Home » Core Java » xml » Java XML parser tutorial

About Sotirios-Efstathios Maneas

Sotirios-Efstathios Maneas
Sotirios-Efstathios (Stathis) Maneas is a postgraduate student at the Department of Informatics and Telecommunications of The National and Kapodistrian University of Athens. His main interests include distributed systems, web crawling, model checking, operating systems, programming languages and web applications.

Java XML parser tutorial

In this tutorial we will discuss about XML parsers in Java. XML is a markup language that defines a set of rules for encoding documents. Java offers a number of libraries in order to parse and process XML documents. An XML parser provides the required functionality to read and modify an XML file.

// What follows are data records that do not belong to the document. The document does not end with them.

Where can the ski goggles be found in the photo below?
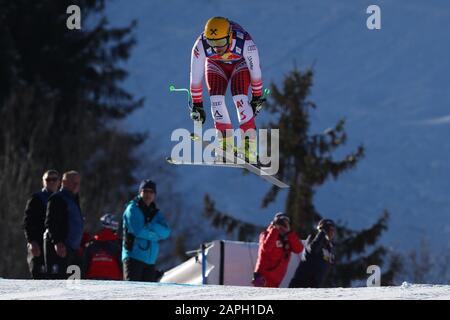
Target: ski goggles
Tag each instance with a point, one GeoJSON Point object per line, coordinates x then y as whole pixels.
{"type": "Point", "coordinates": [222, 42]}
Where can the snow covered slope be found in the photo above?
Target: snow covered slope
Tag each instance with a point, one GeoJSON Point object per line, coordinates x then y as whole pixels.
{"type": "Point", "coordinates": [109, 290]}
{"type": "Point", "coordinates": [391, 85]}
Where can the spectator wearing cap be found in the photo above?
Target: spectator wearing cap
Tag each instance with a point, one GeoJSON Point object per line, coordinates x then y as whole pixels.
{"type": "Point", "coordinates": [143, 227]}
{"type": "Point", "coordinates": [34, 223]}
{"type": "Point", "coordinates": [102, 256]}
{"type": "Point", "coordinates": [319, 257]}
{"type": "Point", "coordinates": [276, 244]}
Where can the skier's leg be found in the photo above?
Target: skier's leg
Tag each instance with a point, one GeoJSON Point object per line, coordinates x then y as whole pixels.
{"type": "Point", "coordinates": [240, 82]}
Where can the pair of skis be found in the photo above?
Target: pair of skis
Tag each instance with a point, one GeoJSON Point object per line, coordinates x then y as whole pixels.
{"type": "Point", "coordinates": [232, 159]}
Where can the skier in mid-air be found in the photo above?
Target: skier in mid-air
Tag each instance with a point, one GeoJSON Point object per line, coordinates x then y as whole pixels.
{"type": "Point", "coordinates": [224, 53]}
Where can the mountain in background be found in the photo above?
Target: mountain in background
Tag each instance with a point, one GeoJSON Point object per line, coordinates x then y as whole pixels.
{"type": "Point", "coordinates": [392, 86]}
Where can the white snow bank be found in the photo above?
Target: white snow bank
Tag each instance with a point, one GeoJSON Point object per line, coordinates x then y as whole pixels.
{"type": "Point", "coordinates": [110, 290]}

The XML language is used to provide a general way in order for different machines to communicate and exchange data. Like Java, XML is also platform independent. An XML document consists of elements. Each element has a start tag, its content and an end tag. Also, an XML document must have exactly one root element. Finally, an XML file has a strict syntax and form.

Example of an XML File

In the following file, we will declare the employees of a company. Each employee has a unique ID, first and last name, age and salary. The employees are separated by their IDs. We create a new file called Employees.xml as shown below:

Employees.xml:

<?xml version="1.0" encoding="UTF-8"?>
<Employees>
     <Employee ID="1">
          <Firstname>Lebron</Firstname >
          <Lastname>James</Lastname>
          <Age>30</Age>
          <Salary>2500</Salary>
     </Employee>
     <Employee ID="2">
          <Firstname>Anthony</Firstname>
          <Lastname>Davis</Lastname>
          <Age>22</Age>
          <Salary>1500</Salary>
     </Employee>
     <Employee ID="3">
          <Firstname>Paul</Firstname>
          <Lastname>George</Lastname>
          <Age>24</Age>
          <Salary>2000</Salary>
     </Employee>
     <Employee ID="4">
          <Firstname>Blake</Firstname>
          <Lastname>Griffin</Lastname>
          <Age>25</Age>
          <Salary>2250</Salary>
     </Employee>
</Employees>

Also, in order to capture the notion of an employee, we create its respective Java class, called Employee.java as shown below:

Employee.java:

class Employee {

     private String ID;
     private String Firstname;
     private String Lastname;
     private int age;
     private double salary;

     public Employee(String ID, String Firstname, String Lastname, int age, double salary) {
          this.ID = ID;
          this.Firstname = Firstname;
          this.Lastname = Lastname;
          this.age = age;
          this.salary = salary;
     }

     @Override
     public String toString() {
          return "<" + ID + ", " + Firstname + ", " + Lastname + ", " + age + ", "
                                   + salary + ">";
     }
}

Parse an XML File using the DOM Parser

The DOM parser implementation is included in the release of JDK. The Document Object Model provides APIs that let you create, modify, delete, and rearrange nodes. The DOM parser parses the entire XML document and loads the XML content into a Tree structure. Using the Node and NodeList classes, we can retrieve and modify the content of an XML file.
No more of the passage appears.